Thanks to the following articles for some helpful insights:

“What Is Solitude,” Hara Estroff Marano, Psychology Today, July 1, 2003.

“Here’s Why You’re Confusing Solitude With Loneliness,” Zaid K. Dahhaj

6 Responses

  • David H. Johnson

    Glad to hear that you are recovering well from the gall bladder crisis. I particularly found resonance with this post, which I enjoyed reading in my solitude which I jealously guard and embrace with great enthusiasm. I have always been loneliest in a crowd.
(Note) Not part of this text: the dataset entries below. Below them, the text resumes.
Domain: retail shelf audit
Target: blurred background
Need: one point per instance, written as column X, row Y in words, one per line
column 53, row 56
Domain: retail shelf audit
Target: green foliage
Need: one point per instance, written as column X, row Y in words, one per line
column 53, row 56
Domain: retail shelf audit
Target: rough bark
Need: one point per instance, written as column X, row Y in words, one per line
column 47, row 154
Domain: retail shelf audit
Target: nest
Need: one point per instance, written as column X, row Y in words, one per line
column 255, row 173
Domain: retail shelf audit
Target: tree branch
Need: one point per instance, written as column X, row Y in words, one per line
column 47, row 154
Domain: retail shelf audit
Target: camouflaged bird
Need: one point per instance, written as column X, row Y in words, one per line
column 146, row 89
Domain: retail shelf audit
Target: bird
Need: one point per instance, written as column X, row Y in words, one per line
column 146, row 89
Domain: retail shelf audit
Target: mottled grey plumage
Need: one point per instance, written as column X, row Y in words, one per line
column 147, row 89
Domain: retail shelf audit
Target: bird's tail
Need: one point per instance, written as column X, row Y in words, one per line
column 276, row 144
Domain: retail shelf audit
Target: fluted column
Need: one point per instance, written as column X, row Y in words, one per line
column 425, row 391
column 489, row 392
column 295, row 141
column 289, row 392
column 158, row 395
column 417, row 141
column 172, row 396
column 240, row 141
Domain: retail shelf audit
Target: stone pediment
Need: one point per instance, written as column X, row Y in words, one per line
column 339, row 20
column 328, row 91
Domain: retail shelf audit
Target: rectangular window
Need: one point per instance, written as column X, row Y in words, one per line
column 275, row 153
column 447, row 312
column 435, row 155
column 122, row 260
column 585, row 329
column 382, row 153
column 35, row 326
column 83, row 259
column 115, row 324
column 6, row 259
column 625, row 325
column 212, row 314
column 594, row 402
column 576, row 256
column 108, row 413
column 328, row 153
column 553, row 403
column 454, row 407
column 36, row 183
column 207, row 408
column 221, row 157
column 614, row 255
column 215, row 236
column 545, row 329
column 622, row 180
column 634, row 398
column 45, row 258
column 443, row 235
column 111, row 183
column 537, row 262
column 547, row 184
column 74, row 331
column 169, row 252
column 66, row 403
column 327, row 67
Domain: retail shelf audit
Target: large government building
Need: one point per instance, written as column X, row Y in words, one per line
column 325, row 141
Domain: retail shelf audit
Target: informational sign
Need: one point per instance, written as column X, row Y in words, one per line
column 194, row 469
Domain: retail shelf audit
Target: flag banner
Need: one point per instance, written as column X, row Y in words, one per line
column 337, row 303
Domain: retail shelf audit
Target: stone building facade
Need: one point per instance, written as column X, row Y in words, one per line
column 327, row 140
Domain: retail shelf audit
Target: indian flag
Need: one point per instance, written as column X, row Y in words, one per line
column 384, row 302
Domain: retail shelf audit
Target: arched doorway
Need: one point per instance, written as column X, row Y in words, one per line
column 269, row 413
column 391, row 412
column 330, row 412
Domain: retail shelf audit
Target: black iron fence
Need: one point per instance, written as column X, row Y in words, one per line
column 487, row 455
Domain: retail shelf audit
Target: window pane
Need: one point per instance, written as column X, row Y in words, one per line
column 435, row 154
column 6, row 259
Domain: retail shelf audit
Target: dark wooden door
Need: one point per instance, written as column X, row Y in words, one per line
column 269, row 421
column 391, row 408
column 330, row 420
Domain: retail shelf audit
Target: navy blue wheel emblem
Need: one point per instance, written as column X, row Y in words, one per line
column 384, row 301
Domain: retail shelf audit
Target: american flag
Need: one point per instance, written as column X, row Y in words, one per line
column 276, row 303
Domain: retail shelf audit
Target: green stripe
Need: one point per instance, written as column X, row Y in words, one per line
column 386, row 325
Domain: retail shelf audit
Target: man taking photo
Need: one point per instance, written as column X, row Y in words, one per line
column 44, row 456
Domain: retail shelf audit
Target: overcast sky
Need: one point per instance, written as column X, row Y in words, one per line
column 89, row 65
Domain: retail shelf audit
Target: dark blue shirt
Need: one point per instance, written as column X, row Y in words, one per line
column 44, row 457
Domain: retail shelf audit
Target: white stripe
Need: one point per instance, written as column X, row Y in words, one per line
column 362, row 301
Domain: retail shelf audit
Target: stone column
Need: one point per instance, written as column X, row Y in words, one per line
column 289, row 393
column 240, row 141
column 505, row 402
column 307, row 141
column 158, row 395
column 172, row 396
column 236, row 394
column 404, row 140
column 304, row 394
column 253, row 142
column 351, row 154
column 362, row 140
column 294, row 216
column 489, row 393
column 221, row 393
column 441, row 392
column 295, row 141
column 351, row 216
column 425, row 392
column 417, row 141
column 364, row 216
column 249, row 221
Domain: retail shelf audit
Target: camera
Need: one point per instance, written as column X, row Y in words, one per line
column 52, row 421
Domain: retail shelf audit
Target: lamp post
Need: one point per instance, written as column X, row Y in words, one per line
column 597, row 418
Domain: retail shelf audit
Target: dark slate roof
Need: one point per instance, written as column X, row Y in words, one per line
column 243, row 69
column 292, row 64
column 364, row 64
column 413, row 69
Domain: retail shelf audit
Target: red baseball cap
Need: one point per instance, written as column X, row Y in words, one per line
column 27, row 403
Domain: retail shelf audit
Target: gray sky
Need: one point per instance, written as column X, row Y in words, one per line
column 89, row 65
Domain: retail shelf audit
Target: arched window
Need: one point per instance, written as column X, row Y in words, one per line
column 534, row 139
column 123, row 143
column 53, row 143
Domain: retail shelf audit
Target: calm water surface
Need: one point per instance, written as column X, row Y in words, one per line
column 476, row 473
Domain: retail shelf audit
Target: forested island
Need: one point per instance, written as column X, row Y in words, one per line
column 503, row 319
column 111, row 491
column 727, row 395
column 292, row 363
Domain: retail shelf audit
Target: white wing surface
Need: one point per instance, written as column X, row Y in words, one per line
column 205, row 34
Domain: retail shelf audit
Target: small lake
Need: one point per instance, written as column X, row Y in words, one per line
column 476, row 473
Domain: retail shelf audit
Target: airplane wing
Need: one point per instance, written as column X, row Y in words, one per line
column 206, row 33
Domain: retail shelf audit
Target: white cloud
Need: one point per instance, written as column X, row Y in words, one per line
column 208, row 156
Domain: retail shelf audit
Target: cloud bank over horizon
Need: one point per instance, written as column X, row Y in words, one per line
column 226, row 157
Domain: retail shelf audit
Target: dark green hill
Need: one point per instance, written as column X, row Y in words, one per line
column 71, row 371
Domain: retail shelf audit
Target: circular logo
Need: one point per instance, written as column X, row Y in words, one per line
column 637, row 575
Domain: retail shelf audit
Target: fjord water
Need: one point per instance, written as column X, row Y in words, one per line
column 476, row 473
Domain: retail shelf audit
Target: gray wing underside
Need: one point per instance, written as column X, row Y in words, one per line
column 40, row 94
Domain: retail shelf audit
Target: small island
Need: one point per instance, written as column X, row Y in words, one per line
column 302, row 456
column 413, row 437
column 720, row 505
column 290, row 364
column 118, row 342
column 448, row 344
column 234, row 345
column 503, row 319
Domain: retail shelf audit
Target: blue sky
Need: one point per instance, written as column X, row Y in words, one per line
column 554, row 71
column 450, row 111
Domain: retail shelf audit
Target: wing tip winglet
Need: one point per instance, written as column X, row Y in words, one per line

    Keeping you in my heart for continued healing grace.

    Reply
    • Earl Leininger

      Thank you, David. You are not only a most faithful reader of my musings, but I can always count on insight and encouragement from you. Impossible to put a price tag on that!

      Reply
  • Kathy Meacham

    Thank you, Earl-& thank you, Cathy, for your wise insight into the distinctions between solitude and loneliness. So glad to hear your are on the mend. So glad T was able to join you. Gratitude abounds.

    Reply
    • Earl Leininger

      Thank you, Kathy. I hope the “mend” comes quickly enough for me to get back involved with Hands and Feet. I miss that engagement with you and Selena, the rest of the Board, and the work you are doing. Gratitude, indeed!

      Reply
  • Joel Stegall

    You had a real scare. Glad you are doing better. Thanks again for your thoughts on what it’s all about.

    Reply
    • Earl Leininger

      Thanks, Joel, both for being a faithful reader of my reflections and for having been so aware of my “silence” that you inquired about my wellbeing. That was a rare gift.